Kadir İnanır: İyi bir sinemacıydı. Hepimiz bu dünyadan göçüp gideceğiz.

Nebil Özgentürk: Büyük bir aktördü. Ülke meselelerini konuşurdu. Ülkesine bağlı, ülke sorunlarına kendini vakfetmiş bir kişiydi. Darbelerin mağduruydu. Sadece gişeye yönelik filmlerde ‘genç kızların sevgilisi’ diye özetlenebilecek bir jönken, birdenbire kendisini Türkiye meselesine vakfetmiş bir aktöre dönüşmesi mucizeydi.

Arif Keskiner: Birlikte 1977-78 yıllarında “Maden” filmini yapmıştık. O filmden 7 ödül aldık. Tarık Akan hep emekten yana mücadele etti.

Zafer Algöz: Her devrin adamı değil, her devirde adamdı. Başımız sağ olsun.

Gülse Birsel: Perdede tüm zamanların en yakışıklısı, efsane filmlerin efsane “komik jön”ü, sadece yeteneği değil ilkeleri, duruşu olan Tarık Akan’a veda.

Tarkan: Sanatındaki başarıları, unutulmaz filmleri, insan hakları ile ilgili samimi mücadeleleri ve eğitime olan değerli katkılarıyla yeri hep çok özel ve ayrıcalıklı olacak. Yeşil gözlerinden bakan o güzel kalbini hiç unutmayacağız. Nur içinde yat sevgili Tarık Akan.

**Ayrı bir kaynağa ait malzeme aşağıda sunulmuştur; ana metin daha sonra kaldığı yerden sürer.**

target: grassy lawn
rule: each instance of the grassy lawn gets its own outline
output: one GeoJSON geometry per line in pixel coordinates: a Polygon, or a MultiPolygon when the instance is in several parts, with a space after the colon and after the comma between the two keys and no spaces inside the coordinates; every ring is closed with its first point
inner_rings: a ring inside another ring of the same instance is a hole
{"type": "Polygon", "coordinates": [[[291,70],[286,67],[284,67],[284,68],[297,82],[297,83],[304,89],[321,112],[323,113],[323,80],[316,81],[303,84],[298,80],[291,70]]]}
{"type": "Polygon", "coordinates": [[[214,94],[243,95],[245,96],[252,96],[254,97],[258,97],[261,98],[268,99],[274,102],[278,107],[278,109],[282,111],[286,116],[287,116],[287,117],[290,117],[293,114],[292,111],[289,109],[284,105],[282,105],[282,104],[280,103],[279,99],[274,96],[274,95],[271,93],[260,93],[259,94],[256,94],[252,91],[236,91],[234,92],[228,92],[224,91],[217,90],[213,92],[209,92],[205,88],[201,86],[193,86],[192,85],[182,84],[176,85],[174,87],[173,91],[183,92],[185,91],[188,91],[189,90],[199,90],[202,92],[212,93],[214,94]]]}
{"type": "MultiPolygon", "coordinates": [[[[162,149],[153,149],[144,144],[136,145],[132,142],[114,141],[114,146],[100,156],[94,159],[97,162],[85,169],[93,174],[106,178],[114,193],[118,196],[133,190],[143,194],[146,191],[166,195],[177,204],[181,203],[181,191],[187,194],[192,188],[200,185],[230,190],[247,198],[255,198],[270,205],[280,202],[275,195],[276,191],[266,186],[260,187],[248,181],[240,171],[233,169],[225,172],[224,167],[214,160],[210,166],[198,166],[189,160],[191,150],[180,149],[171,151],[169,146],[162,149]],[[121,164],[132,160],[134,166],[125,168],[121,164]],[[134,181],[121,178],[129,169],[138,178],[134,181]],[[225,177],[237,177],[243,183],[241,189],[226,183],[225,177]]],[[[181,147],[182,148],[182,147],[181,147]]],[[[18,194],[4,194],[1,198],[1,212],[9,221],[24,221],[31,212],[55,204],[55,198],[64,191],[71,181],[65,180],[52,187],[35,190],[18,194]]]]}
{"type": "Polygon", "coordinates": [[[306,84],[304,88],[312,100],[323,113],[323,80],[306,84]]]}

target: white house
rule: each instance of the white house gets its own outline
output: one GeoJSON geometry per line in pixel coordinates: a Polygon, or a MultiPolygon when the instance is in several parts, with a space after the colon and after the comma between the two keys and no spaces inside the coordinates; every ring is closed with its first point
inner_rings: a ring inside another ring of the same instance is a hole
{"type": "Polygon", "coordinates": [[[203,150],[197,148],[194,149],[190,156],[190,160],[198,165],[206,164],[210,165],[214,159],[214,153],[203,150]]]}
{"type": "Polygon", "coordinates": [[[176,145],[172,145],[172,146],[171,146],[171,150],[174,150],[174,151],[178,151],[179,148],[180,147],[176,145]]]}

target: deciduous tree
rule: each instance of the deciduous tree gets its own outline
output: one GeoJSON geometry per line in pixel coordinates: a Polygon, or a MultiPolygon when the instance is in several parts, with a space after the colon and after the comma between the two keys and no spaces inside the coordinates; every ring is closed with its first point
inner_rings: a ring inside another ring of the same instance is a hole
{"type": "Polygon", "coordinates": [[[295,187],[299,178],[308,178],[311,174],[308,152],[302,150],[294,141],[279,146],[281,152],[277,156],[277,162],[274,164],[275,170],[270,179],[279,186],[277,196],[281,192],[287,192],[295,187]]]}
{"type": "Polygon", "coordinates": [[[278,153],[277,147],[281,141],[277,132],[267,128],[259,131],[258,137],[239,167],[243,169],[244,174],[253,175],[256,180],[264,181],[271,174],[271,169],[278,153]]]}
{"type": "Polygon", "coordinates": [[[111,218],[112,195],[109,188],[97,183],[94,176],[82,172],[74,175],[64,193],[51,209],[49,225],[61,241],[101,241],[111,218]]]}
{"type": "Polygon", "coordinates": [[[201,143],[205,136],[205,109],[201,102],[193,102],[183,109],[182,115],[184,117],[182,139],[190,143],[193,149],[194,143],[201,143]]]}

Ayşen Gruda: Ailemizin en güzeli gitti. Benim canım kardeşim!


BAŞARILARLA DOLU BİR YAŞAM

Asıl adı Tarık Tahsin Üregül olan Tarık Akan, 13 Aralık 1949’da İstanbul’da dünyaya geldi. Yıldız Teknik Üniversitesi Makine Mühendisliği ve Gazetecilik Enstitüsü’nden mezun oldu. Sinema kariyeri öncesinde cankurtaran olarak çalıştı, zaman zaman sokaklarda işportacılık yaptı.
1970 yılında Ses dergisinin düzenlediği Sinema Artist Yarışması’nda birinci seçilerek sinemaya adım attı. 1971’de ilk filmi “Emine”yi çekti. “Canım Kardeşim”, “Hababam Sınıfı”, “Mavi Boncuk”, “Sürü”, “Yol”un da aralarında olduğu 111 sinema filmi ve 4 televizyon dizisinde rol aldı. Altın Portakal’da 7 ödül kazandı, yurtiçi ve yurtdışında onlarca ödüle layık görüldü. Son olarak 2009’da “Karşıyaka Memleket” filminde rol aldı ve yapımda Nâzım Hikmet’i canlandırdı. 1991 yılında Taş Özel İlkokulu’nu alarak Özel Taş Koleji’ni kurdu.

Tarık Akana veda

1982 yılında Cannes Film Festivali'nde Yol filmii ile En iyi Erkek Oyuncu adayı oldu, Altın Palmiye'yi kazandı.

2.5 AY HÜCRE HAPSİ
1979’da İzmir’de Nâzım Hikmet’in doğum yıldönümü etkinliğine katıldığı ve Barış Derneği’ne üye olduğu gerekçesiyle hakkında açılan davadan beraat etti. 1981’de Almanya’da yaptığı konuşma yüzünden yurda dönüşünde tutuklandı. 2.5 ay hücre hapsi cezası aldı. 1982’de beraat etti. Darbe sonrası yaşadıklarını 2002’de çıkardığı “Anne Kafamda Bit Var” kitabında anlattı.

3 ÇOCUĞU VAR
1986 yılında Yasemin Erkut’la evlenen Tarık Akan’ın aynı yıl Barış Zeki adını verdiği bir oğlu oldu. 1988 yılında Yaşar Özgür ve Özlem adında ikiz çocukları dünyaya geldi. 1989 yılında Erkut’tan boşanan Akan, uzun süredir balerin Acun Günay’la birlikteydi.


BAKMADAN GEÇME!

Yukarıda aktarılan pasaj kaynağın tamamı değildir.